多くの国では、出生時や生後1〜2か月で、ポリオや細菌性髄膜炎(インフルエンザ菌b型)、B型肝炎などの接種を行っているのが現状です。ポリオに関してはWHO(世界保健機関)では最低3回の接種をすすめており、アメリカでは4回接種しています。日本では生ポリオワクチンを2回しか接種していませんでしたが、2012年9月に不活化ポリオワクチンを導入することで、接種回数が4回となりました。
また、アメリカでは2か月、4か月、6か月の健診のときに、フランスでは、生後2か月、4か月、11か月の健診のときに、三種混合、ポリオ、ヘモフィルスインフルエンザ菌b型(日本のものとは異なる)、小児用肺炎球菌などを一度に接種しています。このように、同じ日にまとめて同時接種しても不都合はなく、副反応が強く現れることもありません。

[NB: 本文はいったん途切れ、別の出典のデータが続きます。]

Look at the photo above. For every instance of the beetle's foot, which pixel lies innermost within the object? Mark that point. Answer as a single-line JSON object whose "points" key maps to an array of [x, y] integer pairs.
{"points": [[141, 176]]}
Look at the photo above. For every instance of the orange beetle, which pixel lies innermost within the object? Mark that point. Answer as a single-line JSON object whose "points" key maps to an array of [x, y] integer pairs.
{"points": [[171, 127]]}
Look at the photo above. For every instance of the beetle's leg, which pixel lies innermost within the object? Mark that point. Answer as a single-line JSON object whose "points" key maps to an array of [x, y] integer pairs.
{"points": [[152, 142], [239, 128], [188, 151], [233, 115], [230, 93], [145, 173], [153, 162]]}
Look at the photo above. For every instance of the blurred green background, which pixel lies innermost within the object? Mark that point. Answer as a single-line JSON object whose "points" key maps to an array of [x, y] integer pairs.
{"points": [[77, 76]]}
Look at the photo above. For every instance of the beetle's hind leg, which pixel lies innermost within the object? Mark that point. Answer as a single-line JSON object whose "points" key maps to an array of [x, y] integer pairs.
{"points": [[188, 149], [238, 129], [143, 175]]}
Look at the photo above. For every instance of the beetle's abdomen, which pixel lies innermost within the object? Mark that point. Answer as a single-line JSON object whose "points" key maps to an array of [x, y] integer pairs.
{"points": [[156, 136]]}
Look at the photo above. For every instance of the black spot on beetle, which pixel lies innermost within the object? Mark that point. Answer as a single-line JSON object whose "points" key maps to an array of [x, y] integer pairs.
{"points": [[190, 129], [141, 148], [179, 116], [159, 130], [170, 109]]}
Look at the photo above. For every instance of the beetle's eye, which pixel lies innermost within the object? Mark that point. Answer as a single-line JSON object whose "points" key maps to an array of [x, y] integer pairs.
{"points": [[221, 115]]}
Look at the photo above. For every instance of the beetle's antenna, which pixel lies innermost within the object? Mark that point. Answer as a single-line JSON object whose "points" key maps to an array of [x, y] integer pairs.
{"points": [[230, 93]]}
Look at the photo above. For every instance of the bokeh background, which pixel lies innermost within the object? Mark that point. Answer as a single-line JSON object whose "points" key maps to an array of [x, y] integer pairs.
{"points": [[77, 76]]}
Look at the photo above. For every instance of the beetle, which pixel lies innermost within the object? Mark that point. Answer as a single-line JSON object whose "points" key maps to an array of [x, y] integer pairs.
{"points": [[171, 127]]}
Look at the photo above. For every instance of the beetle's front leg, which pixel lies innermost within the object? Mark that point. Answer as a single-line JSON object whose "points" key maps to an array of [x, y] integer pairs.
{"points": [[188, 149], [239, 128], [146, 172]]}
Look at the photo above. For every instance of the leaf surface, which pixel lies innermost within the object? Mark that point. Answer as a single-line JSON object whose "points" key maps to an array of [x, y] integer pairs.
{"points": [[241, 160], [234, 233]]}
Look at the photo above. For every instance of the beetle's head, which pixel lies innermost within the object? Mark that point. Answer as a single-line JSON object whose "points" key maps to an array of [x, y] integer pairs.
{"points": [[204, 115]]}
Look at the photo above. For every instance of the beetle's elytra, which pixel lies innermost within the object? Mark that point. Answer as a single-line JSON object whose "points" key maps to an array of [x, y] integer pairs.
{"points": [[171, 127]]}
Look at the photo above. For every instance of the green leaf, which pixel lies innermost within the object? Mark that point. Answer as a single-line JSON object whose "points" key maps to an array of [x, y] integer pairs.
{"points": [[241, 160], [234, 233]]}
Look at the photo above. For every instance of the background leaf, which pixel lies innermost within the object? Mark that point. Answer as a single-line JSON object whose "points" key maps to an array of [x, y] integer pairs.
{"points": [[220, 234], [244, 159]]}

一度に6種類くらいの病気のワクチンを接種して、予防接種をできるだけ早く終わらせ、子どもを病気から守るという考え方が、欧米など先進国の基本的な考え方です。
なお、アメリカでは、幼稚園や小学校に入るとき、予防接種をすませておくことが要求されるため、ほとんどの子が接種をしています。逆に、予防接種を受けていない日本の子どもが、親の転勤や旅行でアメリカに入国するとき、はしかをもち込み、そこで病気を流行させているという事実があります。
副反応よりも本物の病気になるほうがこわい
図「無題」
予防接種で、体内に入ってきたワクチンに反応して起こる好ましくない体の変化を副反応といいます。

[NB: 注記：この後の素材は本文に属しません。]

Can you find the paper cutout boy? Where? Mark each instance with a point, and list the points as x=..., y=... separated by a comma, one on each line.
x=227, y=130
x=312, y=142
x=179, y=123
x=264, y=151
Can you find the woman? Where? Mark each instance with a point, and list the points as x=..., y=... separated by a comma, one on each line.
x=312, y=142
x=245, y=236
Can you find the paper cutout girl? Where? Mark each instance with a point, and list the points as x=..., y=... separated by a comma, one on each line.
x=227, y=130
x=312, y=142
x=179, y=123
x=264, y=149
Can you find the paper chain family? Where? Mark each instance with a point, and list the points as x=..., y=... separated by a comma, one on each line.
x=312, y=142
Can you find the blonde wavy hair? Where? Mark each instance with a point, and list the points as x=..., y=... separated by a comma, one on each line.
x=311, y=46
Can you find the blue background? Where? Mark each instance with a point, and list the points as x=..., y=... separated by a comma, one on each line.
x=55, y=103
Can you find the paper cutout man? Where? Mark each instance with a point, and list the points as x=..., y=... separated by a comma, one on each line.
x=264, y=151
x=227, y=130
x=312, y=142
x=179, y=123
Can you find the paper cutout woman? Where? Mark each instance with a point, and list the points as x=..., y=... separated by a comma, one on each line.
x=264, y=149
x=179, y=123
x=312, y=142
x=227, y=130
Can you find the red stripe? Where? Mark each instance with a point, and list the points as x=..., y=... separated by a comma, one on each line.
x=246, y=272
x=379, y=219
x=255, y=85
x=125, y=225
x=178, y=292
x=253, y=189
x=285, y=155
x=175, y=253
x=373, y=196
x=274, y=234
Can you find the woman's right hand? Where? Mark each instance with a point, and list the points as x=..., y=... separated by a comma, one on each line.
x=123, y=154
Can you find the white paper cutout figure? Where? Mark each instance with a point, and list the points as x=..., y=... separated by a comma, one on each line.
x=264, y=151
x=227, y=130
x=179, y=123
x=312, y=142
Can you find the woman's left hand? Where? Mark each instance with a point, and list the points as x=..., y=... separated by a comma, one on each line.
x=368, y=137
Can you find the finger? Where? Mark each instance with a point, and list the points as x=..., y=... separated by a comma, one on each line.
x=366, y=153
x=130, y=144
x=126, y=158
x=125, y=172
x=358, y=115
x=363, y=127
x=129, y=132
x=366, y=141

副反応は、予防接種の種類によってちがいますが、つぎの4つがあげられます。まず、①起こることが予想できて、治療が必要ない副反応。たとえば、「接種部位がはれた」「熱がでた」「発疹がでた」などの軽いもの。②非常にまれに、100万人に1人程度の確率で起こる、まひなどの重症例。そして③「まぎれこみ事故」。これは、接種後、別の原因で症状がでたとき、予防接種のせいにされることです。
実際、予防接種後にみられる、熱、下痢、せき、けいれんなどのほとんどが、かぜなどによる症状で、予防接種とは無関係なことが多いのです。しかし、因果関係をはっきり証明できないため、予防接種が原因であるとみなされる可能性が高くなります。④としては、いまの医学では、まだ知られていない副反応もあるかもしれません。

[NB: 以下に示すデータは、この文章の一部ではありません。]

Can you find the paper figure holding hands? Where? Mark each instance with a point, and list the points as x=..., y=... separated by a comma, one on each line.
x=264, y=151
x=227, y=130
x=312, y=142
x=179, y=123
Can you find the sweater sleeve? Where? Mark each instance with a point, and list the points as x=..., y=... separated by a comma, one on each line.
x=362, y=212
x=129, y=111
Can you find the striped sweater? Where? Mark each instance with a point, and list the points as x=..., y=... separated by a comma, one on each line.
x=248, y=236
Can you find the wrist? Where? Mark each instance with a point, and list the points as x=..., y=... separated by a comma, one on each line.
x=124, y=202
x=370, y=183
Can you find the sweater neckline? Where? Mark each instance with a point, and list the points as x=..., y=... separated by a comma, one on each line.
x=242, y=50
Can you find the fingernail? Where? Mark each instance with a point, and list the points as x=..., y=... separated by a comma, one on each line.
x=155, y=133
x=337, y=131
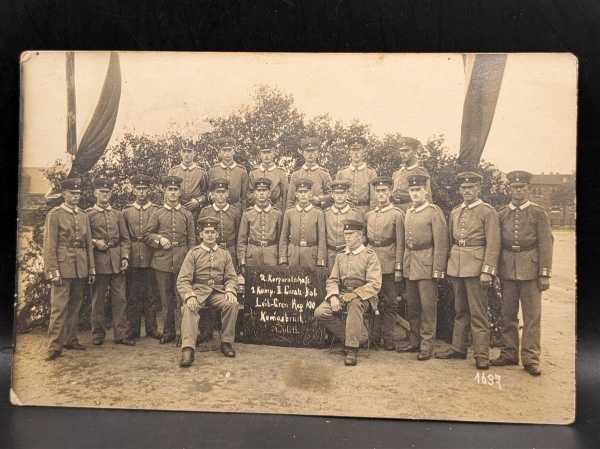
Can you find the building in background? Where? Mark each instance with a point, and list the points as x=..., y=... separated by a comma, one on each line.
x=556, y=192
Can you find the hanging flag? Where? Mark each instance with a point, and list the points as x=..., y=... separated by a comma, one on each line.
x=98, y=133
x=483, y=75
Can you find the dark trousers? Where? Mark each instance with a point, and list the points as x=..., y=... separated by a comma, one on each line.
x=421, y=312
x=116, y=284
x=65, y=302
x=171, y=307
x=471, y=314
x=530, y=297
x=141, y=295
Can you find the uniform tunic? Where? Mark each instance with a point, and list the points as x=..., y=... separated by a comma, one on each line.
x=279, y=184
x=207, y=273
x=362, y=194
x=320, y=178
x=68, y=253
x=358, y=272
x=425, y=258
x=237, y=176
x=229, y=217
x=303, y=242
x=475, y=235
x=108, y=224
x=334, y=227
x=195, y=182
x=526, y=255
x=258, y=238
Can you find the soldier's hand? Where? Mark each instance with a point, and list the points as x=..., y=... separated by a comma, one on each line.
x=543, y=283
x=334, y=302
x=485, y=280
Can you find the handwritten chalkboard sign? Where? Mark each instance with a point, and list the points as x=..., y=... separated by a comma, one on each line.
x=279, y=307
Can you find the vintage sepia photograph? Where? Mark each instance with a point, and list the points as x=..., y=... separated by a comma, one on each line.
x=369, y=235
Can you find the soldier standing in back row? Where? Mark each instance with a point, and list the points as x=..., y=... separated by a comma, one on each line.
x=227, y=215
x=269, y=170
x=235, y=174
x=525, y=269
x=425, y=259
x=475, y=234
x=335, y=216
x=194, y=182
x=319, y=176
x=361, y=195
x=385, y=235
x=140, y=279
x=110, y=238
x=170, y=231
x=303, y=242
x=260, y=227
x=69, y=266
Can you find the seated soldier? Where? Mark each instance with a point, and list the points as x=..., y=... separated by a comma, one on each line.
x=354, y=281
x=208, y=277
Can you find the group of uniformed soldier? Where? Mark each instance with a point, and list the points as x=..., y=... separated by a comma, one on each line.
x=377, y=236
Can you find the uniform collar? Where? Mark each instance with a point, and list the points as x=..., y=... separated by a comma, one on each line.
x=384, y=209
x=359, y=167
x=420, y=208
x=271, y=168
x=343, y=210
x=144, y=207
x=68, y=209
x=473, y=204
x=166, y=206
x=525, y=205
x=267, y=208
x=99, y=209
x=225, y=166
x=190, y=168
x=313, y=168
x=208, y=249
x=224, y=209
x=356, y=251
x=306, y=209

「重い副反応は数万人に1人」といわれてもゼロでないかぎりは心配かもしれません。しかし、予防接種を受けて副反応を起こす確率と、予防接種を受けないで、その病気にかかったとき、重い後遺症や死亡する確率はどっちが高いかといえば、自然感染して病気にかかるほうが、はるかに高いのです。
また、自然感染の場合は、周囲の子どもにも病気をうつして、リスクを負わせることにもなります。予防接種を受けることは、自分の健康を守るだけでなく、自分以外の人の健康を守ることにもつながるのです。
なんといっても、予防接種は、子どもがすこやかに育つための1つの権利です。自然感染することのデメリットと、予防接種を受けることで起こりうる副反応のデメリットをよく理解して、受けるかどうかを判断してほしいものです。疑問点は、納得できるまで医師に相談して、きちんと説明してくれる小児科医のもとで、接種を受けるのがいいでしょう。
重い副反応に対しては救済措置がとられます
副反応で治療が必要になったり、後遺症がでたり、死亡した場合、定期接種では、予防接種健康被害救済制度の対象(決められた期間をはずして接種した場合は、任意接種の扱い)に、任意接種では、医薬品副作用被害救済制度の対象になり、救済措置(入院・通院費用の負担、見舞金など)がとられます。
この場合は、医師の診察を受けたうえで、市区町村の予防接種担当課に相談します。